Big Hat, Taller Tale?

Christian Kerr

Jun 16 2016

2 mins

katterCan anyone actually understand what Bob Katter is saying? Sure, words are always there – in proliferation. There is some faint idea of context. But usually the former overwhelms the latter to create something that more resembles verbal abstract expressionism than the noble art of rhetoric bequeathed to us by Athens and Rome.

And that’s only the start. Katter deliberately styles himself as rough and rustic, a burr under the saddle, not the product of focus groups. He’s a throwback, an anachronism, a bloke who not only might use kero heaters but kerosene lamps too. Then there are his policies — a studied and deliberate rejection of everything that has given this nation an unbroken quarter century of economic growth. In short, Bob Katter doesn’t care – or at least as far as we can tell. So why should we care about him?

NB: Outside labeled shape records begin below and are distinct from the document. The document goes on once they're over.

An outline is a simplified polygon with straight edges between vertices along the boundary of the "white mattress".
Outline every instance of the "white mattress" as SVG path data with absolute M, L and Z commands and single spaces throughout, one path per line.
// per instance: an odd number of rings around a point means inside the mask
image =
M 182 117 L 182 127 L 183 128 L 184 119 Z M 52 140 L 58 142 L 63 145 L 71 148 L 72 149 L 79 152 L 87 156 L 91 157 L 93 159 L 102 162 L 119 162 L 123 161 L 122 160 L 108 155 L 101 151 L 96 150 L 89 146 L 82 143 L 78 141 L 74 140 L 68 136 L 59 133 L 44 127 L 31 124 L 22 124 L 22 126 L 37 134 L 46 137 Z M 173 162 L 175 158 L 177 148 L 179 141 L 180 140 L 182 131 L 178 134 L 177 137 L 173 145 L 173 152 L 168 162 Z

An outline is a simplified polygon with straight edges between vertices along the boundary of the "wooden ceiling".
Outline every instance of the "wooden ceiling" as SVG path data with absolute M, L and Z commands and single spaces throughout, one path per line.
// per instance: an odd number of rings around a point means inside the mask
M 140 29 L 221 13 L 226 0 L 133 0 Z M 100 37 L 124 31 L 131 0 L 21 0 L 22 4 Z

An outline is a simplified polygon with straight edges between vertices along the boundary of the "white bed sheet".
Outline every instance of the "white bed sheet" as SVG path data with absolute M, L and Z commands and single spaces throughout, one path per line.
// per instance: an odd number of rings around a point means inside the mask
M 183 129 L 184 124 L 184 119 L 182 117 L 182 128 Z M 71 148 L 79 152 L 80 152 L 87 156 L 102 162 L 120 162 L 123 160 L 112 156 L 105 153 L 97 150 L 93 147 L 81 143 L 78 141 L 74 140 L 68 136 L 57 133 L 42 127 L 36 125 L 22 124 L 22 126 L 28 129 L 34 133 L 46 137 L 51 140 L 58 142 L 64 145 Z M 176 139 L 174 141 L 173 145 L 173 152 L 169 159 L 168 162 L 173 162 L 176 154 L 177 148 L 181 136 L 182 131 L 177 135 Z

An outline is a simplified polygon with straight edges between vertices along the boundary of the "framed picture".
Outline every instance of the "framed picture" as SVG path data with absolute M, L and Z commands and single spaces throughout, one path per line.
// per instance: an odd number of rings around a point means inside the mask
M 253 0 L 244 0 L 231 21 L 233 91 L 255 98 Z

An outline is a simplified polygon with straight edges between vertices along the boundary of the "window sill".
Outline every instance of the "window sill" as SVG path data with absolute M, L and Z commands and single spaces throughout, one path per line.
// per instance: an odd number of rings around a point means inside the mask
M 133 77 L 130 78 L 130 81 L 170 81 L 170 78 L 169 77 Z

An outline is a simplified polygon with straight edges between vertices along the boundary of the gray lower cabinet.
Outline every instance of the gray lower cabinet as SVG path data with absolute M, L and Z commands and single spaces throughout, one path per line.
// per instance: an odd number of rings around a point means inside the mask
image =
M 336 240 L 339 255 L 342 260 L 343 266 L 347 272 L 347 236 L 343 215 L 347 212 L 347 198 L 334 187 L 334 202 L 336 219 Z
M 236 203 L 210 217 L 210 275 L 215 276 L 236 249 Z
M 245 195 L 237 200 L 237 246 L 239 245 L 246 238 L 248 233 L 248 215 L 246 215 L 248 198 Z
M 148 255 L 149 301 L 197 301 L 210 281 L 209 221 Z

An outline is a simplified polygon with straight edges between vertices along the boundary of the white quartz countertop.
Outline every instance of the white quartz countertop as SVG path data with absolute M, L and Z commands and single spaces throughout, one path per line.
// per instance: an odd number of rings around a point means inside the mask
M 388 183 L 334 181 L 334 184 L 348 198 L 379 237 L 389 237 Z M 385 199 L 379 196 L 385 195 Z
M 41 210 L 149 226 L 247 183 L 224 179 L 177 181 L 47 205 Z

Yet all the usual suspects among the nannying nongs (and others who should know better) have leapt in to denounce the Member for Kennedy after a campaign ad in which he wields a cap gun appeared online via the satirical Beetoota Advocate website.  Blissfully unaware of the multiplier effects of their free publicity, the phalanx of perpetual scolds lined up to condemn the shooting theme. Perhaps they have been overawed by the superstitious significance they attach to firearms, which parallels the “big white chief’s fire-bang sticks” lines from the most politically incorrect boys’ adventure books of a century ago.

More to the missed point, by fretting over Katter’s cap-gun grand guignol, they’re missing his true record. Last year he told The Australian, “As a young man of 18 I was handed an SLR rifle and had to give two next of kin phone numbers. I was in the 49th Battalion and we were on a full war footing with Indonesia.”

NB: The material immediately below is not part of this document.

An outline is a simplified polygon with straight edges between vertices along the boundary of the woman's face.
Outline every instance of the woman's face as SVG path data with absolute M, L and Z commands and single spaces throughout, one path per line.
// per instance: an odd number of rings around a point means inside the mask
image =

Ross Eastgate, a writer on matters military for the Townsville Bulletin, has been examining this and other claims for some time. Today he reports:

“According to Bob Katter, at age 18 he was handed a rifle and as a member of the 49th Battalion – ‘father’s battalion’ – was at the forefront of Australia’s wars with Indonesia and Vietnam. Never mind in 1963 when Robert Carl Katter was 18 Australia was not yet at war with either and he wasn’t even in the army.”

Eastgate’s report is a better catalyst for outrage than any antics for the camera with a cap gun.